Di sepanjang jalan, tak ku temui sosok ramah yang menawarkan tumpangan cuma-cuma untukku, aku pun terus menyusuri jalanan yang begitu hitam pekat, di bawah terik matahari yang berhasil membuatku panik sendiri. Pikiran pun tak karuan, banyak pertanyaan muncul tiba-tiba.

"Bagaimana kalo Ibu nanya, kerja bagian apa Nay?" Ah! Rasanya ingin membelah batu bata.

Apa aku harus menyembunyikan ini dari mereka? Ya, mereka tidak harus tahu. Aku adalah harapan bagi mereka. Namun, cepat atau lambat, mereka akan tahu. Karena Kak Fikri pasti akan menanyakan hal ini pada temannya, Haris. Ya Tuhanku, begitu berat ujian ini. Sadarkan diri ini, agar tetap bersyukur atas ketentuan dan ketetapan dari-Mu.

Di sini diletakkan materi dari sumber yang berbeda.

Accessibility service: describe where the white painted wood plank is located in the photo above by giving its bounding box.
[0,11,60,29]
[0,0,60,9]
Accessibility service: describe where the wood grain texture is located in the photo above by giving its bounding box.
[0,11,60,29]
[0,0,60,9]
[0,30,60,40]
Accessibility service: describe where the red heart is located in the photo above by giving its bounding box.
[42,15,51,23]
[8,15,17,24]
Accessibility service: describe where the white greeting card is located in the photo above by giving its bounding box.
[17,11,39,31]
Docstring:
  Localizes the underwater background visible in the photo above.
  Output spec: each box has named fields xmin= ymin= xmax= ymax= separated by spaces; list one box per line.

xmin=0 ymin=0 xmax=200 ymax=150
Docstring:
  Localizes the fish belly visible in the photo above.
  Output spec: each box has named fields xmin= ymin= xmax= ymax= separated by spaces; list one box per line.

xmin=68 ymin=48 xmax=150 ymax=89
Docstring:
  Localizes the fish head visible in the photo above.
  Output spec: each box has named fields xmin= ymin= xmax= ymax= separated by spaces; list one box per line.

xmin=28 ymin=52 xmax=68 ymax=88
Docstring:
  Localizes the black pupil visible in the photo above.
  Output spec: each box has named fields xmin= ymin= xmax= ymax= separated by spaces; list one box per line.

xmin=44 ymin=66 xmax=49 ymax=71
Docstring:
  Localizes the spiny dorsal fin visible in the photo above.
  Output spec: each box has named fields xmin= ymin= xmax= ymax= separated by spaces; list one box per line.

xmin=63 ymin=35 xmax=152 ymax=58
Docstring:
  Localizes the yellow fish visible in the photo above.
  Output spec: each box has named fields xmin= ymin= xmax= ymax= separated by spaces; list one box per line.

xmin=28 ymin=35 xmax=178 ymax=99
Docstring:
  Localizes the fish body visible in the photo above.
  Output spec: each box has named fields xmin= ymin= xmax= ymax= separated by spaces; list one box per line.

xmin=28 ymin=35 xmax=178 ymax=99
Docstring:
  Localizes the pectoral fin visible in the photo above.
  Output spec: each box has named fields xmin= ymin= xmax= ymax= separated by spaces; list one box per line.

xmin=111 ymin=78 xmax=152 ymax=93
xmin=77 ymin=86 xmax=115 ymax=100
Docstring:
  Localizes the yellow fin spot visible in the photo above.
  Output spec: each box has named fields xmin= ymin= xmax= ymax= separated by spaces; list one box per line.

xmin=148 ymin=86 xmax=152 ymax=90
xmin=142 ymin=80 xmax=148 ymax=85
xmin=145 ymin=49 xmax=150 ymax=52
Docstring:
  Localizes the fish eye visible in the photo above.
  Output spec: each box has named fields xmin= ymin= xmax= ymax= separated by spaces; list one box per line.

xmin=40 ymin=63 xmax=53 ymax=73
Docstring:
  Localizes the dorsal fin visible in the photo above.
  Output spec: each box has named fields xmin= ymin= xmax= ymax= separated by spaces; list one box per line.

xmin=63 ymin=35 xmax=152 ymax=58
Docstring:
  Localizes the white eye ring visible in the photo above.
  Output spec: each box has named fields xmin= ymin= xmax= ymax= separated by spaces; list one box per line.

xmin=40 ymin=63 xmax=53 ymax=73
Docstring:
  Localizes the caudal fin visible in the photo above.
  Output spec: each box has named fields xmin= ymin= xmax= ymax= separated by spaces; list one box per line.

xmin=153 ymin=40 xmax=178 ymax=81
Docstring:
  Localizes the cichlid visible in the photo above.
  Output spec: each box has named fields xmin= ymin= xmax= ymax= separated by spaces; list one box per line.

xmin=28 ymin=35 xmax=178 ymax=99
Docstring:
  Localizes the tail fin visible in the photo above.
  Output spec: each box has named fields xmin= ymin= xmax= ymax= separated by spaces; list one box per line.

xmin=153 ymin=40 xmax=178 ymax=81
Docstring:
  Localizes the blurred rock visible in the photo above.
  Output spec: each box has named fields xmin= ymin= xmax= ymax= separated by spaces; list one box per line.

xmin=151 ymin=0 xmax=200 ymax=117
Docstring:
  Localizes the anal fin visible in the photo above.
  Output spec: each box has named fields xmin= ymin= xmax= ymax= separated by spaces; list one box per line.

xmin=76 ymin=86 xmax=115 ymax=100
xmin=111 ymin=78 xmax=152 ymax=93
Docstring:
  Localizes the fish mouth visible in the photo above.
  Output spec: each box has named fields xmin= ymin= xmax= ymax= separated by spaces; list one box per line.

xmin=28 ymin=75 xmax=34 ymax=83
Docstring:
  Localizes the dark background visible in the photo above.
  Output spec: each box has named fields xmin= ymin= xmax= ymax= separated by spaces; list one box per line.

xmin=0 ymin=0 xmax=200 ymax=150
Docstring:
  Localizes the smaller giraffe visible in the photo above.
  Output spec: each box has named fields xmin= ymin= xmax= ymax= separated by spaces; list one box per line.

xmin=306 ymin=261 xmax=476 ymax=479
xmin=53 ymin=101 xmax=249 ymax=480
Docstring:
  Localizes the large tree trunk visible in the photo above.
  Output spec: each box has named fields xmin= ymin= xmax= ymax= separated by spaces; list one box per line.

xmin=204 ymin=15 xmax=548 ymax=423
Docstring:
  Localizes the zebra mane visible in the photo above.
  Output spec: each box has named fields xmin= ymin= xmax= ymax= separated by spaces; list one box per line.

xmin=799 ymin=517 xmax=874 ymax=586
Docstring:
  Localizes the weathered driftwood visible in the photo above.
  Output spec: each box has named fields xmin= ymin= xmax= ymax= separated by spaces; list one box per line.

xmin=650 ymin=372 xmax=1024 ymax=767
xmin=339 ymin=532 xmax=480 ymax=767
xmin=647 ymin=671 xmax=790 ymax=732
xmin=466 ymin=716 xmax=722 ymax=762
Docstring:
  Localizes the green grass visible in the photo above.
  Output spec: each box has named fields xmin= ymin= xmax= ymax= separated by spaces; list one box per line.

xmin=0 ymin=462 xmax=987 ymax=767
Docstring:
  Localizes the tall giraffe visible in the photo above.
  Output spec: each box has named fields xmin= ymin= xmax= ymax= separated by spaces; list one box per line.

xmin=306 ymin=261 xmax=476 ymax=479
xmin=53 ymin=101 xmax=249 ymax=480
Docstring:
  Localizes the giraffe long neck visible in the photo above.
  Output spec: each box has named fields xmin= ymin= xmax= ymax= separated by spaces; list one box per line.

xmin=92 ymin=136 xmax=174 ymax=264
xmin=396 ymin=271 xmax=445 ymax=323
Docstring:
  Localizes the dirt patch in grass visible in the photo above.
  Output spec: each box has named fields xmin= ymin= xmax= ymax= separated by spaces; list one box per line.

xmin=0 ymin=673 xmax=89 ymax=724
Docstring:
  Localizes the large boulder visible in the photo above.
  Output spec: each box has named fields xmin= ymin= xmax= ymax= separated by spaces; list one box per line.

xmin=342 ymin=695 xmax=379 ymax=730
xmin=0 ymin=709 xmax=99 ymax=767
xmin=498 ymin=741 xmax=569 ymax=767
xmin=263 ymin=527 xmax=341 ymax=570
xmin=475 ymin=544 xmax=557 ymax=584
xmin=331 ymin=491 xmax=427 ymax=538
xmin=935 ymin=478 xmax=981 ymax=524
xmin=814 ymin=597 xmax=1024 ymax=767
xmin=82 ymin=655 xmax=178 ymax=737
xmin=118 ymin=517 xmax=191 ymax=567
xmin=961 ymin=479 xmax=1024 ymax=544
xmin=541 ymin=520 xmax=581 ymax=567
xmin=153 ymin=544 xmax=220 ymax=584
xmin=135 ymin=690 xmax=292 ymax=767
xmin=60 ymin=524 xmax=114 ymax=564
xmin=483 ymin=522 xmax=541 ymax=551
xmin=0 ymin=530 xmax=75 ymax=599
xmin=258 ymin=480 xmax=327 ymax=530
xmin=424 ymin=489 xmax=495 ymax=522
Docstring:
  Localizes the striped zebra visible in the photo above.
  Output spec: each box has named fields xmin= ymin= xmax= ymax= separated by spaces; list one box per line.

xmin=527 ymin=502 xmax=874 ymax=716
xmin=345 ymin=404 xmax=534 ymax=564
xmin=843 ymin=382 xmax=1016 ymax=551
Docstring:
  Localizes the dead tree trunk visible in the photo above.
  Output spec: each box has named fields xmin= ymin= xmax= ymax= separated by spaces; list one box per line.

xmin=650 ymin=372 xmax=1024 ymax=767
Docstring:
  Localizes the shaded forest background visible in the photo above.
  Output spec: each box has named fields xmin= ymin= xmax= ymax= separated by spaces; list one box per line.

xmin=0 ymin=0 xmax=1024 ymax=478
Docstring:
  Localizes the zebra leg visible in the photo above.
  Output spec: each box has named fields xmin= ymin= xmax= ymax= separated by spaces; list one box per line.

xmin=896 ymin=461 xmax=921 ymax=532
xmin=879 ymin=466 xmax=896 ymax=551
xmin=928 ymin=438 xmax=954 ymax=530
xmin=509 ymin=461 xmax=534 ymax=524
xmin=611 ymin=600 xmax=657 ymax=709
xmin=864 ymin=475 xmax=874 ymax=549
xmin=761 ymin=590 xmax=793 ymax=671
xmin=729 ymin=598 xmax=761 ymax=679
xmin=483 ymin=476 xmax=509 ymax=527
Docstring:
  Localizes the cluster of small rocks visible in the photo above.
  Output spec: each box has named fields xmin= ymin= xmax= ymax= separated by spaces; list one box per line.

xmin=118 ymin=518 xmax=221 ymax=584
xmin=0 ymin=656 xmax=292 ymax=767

Gang rumah sudah nampak, butuh beberapa langkah lagi untuk sampai di depan pintu rumah.

"Assalamualaikum, Ibu!?" Ucapku dengan sedikit keras. Beberapa waktu menunggu, tidak ada jawaban dari dalam rumah.

Ceklek!
Ketika aku membuka pintu, ternyata pintu tidak dikunci. Aku bergegas masuk dan ---

"Astagfirullah! Pada kemana, si? Kenapa berantakan sekali!" Berdecak kesal. Sembari gerutu, segera ku rapikan ruangan bak kapal pecah itu. Entah kenapa ruangan dipenuhi mainan, peralatan dapur yang tercecer di lantai.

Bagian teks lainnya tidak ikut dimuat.